Curiosity made her shift toward him. He looked the same. Still handsome in a George Hamilton way, with a deep, rich voice that made women
want
to please him.

“We can start over, do it right this time.” His silver eyes shimmered. “I was thinking we could fly to Vegas and renew our marriage vows, stay at the Bellagio. What do you think?”

What did she think?
That the delivery was perfect, the inflection precise, the tone superb. Even the suggestion proved commendable. Only one area suffered—that innate trait that couldn’t be cultivated or captured, and which Richard sadly lacked, had always lacked but hidden so well. Sincerity. Marcus Orelean had possessed an abundance of sincerity. Shea forced him from her thoughts and said, “I don’t think so.”

“Why not?” His expression darkened but he persisted. “You were always the one who said you wanted a romantic wedding. Well, I’m offering it to you. I can schedule a flight for Thursday.”

“I think we should wait.”

“I’m trying here, Shea, I just need a little help.”

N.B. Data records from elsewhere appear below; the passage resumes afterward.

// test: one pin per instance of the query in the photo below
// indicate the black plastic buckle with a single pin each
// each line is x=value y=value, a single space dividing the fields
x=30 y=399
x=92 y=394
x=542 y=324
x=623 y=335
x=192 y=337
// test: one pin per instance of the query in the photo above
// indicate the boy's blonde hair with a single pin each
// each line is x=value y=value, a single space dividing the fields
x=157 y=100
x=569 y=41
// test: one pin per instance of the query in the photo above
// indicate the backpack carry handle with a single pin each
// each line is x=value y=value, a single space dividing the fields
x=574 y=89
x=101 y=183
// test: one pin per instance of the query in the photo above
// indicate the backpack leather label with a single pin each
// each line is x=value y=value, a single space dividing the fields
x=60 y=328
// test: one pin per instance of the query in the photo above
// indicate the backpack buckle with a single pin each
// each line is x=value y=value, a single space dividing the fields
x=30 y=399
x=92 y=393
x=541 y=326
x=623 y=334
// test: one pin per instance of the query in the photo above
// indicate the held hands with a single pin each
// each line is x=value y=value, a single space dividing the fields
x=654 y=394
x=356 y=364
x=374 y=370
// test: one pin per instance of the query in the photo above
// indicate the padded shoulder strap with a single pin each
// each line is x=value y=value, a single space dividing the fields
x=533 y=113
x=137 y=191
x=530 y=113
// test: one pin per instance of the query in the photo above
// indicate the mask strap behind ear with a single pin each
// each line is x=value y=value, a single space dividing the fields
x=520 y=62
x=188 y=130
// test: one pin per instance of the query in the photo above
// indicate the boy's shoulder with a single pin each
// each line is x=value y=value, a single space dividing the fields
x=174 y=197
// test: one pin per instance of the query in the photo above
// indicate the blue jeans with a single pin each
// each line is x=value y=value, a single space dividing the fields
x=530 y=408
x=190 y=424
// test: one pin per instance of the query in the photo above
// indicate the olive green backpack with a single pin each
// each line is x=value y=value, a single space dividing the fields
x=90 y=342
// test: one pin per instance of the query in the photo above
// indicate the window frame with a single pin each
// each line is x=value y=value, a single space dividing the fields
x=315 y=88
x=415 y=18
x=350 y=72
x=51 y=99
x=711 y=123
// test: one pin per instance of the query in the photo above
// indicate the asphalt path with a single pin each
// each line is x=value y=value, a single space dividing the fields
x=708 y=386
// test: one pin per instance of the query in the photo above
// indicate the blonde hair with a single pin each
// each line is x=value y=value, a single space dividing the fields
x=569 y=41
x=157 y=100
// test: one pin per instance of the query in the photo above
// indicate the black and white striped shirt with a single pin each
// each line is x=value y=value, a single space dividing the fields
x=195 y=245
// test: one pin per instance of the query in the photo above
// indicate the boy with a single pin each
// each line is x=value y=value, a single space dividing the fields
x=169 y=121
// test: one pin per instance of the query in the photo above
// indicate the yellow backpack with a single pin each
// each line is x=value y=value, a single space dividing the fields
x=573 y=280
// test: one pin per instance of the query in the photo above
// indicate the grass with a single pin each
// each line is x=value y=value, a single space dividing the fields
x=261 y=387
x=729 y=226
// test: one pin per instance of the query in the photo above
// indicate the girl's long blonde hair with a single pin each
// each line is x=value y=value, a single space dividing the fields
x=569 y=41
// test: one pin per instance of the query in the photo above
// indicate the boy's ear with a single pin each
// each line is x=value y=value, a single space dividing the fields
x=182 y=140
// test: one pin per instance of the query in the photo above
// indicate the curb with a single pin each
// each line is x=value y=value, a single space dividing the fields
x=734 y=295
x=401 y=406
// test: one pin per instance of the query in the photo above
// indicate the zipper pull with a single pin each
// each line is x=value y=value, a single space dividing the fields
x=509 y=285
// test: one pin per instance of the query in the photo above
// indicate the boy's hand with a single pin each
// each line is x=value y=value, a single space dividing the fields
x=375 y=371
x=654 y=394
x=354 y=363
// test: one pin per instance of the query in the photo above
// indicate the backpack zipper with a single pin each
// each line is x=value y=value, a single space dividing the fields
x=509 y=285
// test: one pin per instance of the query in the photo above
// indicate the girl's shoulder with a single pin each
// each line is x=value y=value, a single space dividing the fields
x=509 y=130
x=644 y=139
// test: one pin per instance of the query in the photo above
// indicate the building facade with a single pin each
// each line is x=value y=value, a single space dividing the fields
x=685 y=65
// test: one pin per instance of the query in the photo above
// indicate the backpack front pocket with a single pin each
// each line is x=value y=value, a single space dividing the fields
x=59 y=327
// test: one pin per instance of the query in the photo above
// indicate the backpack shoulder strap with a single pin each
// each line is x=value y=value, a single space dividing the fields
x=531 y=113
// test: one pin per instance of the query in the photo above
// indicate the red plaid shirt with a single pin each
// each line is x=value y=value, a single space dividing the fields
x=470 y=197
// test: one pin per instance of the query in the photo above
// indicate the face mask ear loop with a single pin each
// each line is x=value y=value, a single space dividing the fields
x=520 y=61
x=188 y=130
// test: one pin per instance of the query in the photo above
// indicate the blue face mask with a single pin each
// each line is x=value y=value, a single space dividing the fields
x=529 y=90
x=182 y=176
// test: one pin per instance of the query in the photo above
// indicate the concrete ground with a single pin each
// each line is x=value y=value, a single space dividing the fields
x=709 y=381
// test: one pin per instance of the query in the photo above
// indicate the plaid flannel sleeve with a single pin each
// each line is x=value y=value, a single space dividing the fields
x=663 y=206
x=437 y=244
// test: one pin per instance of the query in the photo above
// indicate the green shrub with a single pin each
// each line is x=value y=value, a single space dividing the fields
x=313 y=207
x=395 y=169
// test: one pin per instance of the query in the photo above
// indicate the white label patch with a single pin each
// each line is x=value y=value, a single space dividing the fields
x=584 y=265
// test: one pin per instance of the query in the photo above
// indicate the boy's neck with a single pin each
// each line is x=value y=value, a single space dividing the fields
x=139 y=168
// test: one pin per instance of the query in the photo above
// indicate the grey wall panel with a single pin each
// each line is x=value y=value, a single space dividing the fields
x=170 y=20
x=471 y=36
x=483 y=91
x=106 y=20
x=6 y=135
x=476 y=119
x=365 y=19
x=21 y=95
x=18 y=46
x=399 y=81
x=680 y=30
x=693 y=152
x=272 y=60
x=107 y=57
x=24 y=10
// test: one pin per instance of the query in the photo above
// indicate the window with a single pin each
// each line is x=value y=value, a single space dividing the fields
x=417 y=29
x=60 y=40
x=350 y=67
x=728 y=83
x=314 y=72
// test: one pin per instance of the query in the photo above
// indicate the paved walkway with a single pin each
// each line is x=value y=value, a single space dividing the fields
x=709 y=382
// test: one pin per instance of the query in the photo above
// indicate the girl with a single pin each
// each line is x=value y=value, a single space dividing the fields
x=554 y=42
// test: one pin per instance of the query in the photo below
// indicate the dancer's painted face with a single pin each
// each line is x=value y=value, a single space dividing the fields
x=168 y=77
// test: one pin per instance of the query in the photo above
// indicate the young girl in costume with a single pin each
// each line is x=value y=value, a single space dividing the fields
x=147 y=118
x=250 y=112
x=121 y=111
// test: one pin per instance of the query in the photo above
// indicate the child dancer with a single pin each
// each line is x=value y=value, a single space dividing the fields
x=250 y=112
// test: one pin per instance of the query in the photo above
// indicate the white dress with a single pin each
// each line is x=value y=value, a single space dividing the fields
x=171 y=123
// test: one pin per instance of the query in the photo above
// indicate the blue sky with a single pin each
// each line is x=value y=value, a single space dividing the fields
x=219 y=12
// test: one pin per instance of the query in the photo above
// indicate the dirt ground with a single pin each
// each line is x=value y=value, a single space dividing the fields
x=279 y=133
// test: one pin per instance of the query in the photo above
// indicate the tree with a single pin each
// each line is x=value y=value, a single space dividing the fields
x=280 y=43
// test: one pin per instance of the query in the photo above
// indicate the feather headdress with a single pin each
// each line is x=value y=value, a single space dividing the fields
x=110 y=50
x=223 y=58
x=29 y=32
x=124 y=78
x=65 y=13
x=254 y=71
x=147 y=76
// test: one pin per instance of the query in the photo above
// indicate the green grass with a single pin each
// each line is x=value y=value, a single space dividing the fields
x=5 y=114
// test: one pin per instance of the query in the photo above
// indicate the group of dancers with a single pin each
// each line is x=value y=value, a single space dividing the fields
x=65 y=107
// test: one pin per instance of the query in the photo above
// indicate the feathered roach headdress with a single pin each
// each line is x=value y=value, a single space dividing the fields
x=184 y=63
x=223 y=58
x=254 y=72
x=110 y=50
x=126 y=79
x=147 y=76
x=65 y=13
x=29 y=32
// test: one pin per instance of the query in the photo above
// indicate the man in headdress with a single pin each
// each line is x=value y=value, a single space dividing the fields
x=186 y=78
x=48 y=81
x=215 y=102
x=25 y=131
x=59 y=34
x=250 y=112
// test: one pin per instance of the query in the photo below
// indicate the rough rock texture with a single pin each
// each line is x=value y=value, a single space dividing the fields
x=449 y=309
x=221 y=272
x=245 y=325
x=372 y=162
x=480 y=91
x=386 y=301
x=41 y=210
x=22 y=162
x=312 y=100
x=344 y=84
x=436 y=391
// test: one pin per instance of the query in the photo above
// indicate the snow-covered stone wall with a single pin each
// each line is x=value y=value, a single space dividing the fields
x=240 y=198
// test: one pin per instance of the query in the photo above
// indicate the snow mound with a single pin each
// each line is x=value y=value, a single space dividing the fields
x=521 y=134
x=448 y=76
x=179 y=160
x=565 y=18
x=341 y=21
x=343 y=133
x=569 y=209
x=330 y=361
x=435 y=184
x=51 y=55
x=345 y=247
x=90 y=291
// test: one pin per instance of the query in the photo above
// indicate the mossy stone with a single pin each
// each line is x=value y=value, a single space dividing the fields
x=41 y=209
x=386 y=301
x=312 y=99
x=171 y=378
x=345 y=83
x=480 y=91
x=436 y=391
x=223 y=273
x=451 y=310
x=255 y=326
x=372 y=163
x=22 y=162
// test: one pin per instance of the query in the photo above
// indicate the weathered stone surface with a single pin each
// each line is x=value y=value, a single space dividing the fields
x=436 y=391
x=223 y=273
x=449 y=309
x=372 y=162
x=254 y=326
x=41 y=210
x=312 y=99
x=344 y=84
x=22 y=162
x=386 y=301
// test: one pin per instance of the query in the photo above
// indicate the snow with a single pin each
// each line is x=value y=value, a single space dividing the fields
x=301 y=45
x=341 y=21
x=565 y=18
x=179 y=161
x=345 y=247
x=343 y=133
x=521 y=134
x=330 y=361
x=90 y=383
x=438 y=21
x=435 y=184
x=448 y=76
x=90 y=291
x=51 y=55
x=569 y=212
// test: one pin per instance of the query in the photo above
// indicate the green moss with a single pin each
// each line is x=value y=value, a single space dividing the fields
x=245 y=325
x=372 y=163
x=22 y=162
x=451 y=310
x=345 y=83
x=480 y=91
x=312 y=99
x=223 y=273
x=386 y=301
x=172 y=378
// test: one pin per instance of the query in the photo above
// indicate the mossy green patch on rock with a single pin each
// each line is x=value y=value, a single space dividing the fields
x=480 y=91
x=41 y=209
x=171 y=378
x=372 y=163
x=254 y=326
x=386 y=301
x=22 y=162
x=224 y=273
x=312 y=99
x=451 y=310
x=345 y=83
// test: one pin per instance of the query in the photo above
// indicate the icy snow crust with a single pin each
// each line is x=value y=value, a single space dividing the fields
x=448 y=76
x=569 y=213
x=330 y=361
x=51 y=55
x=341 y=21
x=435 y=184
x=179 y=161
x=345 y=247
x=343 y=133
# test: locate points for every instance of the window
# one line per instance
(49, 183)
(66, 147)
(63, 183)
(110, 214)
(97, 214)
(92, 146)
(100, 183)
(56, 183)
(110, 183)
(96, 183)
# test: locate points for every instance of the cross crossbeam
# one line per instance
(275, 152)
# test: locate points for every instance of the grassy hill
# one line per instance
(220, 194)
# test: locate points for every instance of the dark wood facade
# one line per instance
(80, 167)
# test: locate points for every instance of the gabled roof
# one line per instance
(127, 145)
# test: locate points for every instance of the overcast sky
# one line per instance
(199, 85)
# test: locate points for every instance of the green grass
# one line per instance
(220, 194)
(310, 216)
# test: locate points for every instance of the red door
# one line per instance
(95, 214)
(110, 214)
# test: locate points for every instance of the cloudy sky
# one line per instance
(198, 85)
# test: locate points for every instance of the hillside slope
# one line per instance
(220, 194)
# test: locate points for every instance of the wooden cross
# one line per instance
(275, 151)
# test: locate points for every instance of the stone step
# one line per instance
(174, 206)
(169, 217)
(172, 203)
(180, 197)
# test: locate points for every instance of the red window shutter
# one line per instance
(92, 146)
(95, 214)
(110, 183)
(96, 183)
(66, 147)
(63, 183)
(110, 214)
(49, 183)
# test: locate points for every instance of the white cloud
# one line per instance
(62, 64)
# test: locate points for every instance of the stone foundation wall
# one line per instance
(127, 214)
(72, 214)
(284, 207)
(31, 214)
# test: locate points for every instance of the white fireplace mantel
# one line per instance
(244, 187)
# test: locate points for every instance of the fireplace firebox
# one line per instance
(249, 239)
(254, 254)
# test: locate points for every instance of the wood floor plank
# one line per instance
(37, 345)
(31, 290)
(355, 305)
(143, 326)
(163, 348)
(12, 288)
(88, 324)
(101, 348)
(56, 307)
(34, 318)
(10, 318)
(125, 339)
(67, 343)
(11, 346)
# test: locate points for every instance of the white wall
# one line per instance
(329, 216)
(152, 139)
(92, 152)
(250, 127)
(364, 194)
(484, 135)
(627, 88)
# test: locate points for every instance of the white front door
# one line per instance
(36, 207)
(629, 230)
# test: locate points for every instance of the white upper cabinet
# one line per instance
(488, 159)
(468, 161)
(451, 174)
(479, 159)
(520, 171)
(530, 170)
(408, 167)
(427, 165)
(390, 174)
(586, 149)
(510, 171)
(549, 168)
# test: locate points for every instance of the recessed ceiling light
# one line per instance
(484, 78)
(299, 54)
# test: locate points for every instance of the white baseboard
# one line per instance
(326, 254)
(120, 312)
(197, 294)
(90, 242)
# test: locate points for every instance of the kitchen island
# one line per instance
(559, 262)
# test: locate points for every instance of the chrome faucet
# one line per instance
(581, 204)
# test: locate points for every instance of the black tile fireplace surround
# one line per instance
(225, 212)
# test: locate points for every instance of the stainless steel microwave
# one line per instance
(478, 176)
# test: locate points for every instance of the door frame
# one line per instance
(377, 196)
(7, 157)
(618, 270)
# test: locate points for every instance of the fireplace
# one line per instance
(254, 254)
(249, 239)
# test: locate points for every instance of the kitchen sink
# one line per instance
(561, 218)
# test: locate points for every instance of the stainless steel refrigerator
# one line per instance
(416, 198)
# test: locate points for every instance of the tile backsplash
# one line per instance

“Why don’t we see whose baby Tanya’s carrying before we think about renewing any vows?” The absurdity of discussing her husband’s paternity woes made her want to burst out laughing.

Maybe she was going to be okay after all.

Richard was another story.

“It’s about the kid, isn’t it?” He flashed her one of his ultra-white smiles and said, “If you really want a kid, we’ll have one. Okay?”

Shea scooted out of his lap and plunked herself next to him. “Richard, this is not about the baby I lost.” Finally, there was a trickle of pain oozing out.

He had the honesty to look confused. “What then?”

“This marriage.” She spread her hands wide, palms up. “It isn’t working; it hasn’t worked in a long time. Maybe it never worked.”

“I’ll start being around more, okay?”

“It’s not just that—”

“And I won’t look at any more women, ever.”

“Richard, stop.”

“I need this, Shea.” Just the slightest touch of desperation skittered across his handsome face. “You can’t give up on me, I need you.”

She didn’t want to be needed. She hated it. Why couldn’t she ever be the one to need someone?

“Tell me what you want. Anything. Just don’t leave me.”